Mellon Forum: Coastal Worlds: Ecologies and Infrastructures in Western India

Mellon Forum on the Urban Environment

Coastal Worlds: Ecologies and Infrastructures in Western India

Ryo Morimoto, Anthropology, and PIIRS/Princeton Mellon Fellow Chandana Anusha

Wednesday, November 10 at 12pm ET / Betts Auditorium / Zoom

The coastal landscape around the Gulf of Kutch in Western India is defined by unprecedented economic development and ecological devastation. How do we move beyond these polarizing narratives? Diverse ways of knowing the coast are often obscured in broad narratives of development and destruction. Seafarers, sailors, farmers, colonial and postcolonial officials, and businesspeople imagine and create visions for the future of the coast that are simultaneously contested and convergent. How can we move beyond the narratives of doom that dominate coastal environments? How might one advance a language that does justice to people’s ecology, which may extend beyond the physical ecology of the coast to a place in a broader meshwork that is their universe?


Click here to attend the discussion on November 10 in Betts Auditorium. You must have your PUID and follow University guidelines. Lunch boxes will be provided post-event.

Click here to attend via Zoom link, open to both PUID and non-PUID holders. 

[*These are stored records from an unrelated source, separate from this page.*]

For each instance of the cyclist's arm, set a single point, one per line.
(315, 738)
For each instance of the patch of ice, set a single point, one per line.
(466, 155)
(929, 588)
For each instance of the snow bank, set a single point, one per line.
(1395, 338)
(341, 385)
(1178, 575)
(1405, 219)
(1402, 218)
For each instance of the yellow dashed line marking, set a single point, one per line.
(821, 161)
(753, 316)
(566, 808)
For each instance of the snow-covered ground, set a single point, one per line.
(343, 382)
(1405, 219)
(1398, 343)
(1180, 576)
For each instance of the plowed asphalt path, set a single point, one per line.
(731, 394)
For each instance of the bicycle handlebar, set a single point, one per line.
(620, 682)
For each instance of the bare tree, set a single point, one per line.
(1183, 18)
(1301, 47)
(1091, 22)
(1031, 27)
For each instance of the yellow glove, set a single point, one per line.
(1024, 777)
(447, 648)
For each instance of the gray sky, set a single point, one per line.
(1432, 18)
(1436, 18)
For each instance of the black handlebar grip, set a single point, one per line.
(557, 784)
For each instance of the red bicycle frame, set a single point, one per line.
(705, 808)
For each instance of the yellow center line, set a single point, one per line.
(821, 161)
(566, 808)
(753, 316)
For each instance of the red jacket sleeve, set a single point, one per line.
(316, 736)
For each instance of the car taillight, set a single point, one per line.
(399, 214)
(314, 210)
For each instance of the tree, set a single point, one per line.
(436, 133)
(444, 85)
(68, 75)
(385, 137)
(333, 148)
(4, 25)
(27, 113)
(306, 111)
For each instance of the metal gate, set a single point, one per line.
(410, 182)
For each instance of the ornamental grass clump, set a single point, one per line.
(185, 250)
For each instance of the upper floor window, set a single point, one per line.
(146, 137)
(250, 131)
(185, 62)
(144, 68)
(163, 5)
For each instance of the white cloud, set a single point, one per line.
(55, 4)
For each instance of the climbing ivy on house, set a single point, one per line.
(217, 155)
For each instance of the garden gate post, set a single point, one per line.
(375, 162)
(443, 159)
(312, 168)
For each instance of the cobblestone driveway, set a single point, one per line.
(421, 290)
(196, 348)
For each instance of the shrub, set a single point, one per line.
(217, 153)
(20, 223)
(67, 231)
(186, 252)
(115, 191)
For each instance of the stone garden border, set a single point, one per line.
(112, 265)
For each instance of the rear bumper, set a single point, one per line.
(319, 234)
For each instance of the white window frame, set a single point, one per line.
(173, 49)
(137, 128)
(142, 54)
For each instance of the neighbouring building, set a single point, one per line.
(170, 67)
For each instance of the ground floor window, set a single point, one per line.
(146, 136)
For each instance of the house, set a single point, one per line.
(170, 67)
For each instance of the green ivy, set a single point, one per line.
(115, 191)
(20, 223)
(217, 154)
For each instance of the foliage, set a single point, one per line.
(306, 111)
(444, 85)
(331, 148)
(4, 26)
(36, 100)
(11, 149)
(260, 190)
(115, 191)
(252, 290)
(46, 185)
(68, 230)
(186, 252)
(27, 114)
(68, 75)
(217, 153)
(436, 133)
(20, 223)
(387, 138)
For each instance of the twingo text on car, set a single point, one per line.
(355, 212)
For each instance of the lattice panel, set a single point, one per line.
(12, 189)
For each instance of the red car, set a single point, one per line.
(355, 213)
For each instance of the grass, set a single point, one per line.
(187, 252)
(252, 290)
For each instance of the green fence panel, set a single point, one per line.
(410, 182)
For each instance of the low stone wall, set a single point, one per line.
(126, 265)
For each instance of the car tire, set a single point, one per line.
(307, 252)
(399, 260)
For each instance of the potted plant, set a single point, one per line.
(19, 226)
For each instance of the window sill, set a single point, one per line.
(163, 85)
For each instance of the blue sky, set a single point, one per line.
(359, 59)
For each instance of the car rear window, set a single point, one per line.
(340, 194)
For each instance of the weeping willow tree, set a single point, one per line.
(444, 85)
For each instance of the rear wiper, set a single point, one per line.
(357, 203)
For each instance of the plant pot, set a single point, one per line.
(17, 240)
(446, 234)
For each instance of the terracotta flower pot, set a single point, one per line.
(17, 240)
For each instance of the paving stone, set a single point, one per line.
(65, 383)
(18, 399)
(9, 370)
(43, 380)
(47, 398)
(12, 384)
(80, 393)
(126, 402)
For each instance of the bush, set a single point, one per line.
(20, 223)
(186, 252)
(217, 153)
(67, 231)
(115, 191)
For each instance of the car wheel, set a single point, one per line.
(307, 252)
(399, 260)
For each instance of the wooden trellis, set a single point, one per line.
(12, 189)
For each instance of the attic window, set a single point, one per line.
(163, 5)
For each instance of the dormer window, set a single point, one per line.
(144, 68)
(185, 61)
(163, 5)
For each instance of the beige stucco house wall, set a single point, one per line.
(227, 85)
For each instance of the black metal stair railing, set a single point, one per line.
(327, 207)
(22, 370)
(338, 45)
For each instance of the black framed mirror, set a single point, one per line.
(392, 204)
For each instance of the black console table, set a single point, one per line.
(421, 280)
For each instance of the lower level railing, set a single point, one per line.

This session will broadcast on Princeton University - Channel 7 LIVE * 


As Princeton University and cities across the U.S. “return” to a pre-pandemic normal, the Fall 2021 edition of the Princeton-Mellon Research Forum on the Urban Environment asks the question, what does it mean to return? Under whose terms? As we reacquaint ourselves with in person learning and scholarly dialogs, our aim is to use this time to reflect on not only the events of the past 18 months, but the ways that this period has encouraged us to reframe the questions and categories that we use to discuss cities and the built environment. With the loss of millions of lives globally, a true return to normal is unattainable, and our individual and collective grief points to the impossibilities of return and/or its challenges. Yet, return can also mean remediation, both for communities, societies, and our environment. At the same time, return allows us to challenge the implicitly normative ideas of the future that undergird remediation projects. The framework opens up questions about whose ideas of the past and future dictate what constitutes a return.

Note: In-person attendance is currently available for registered Princeton University ID holders only and face coverings are required. In-person attendance is contingent on University guidelines for indoor events — updates will be posted as necessary.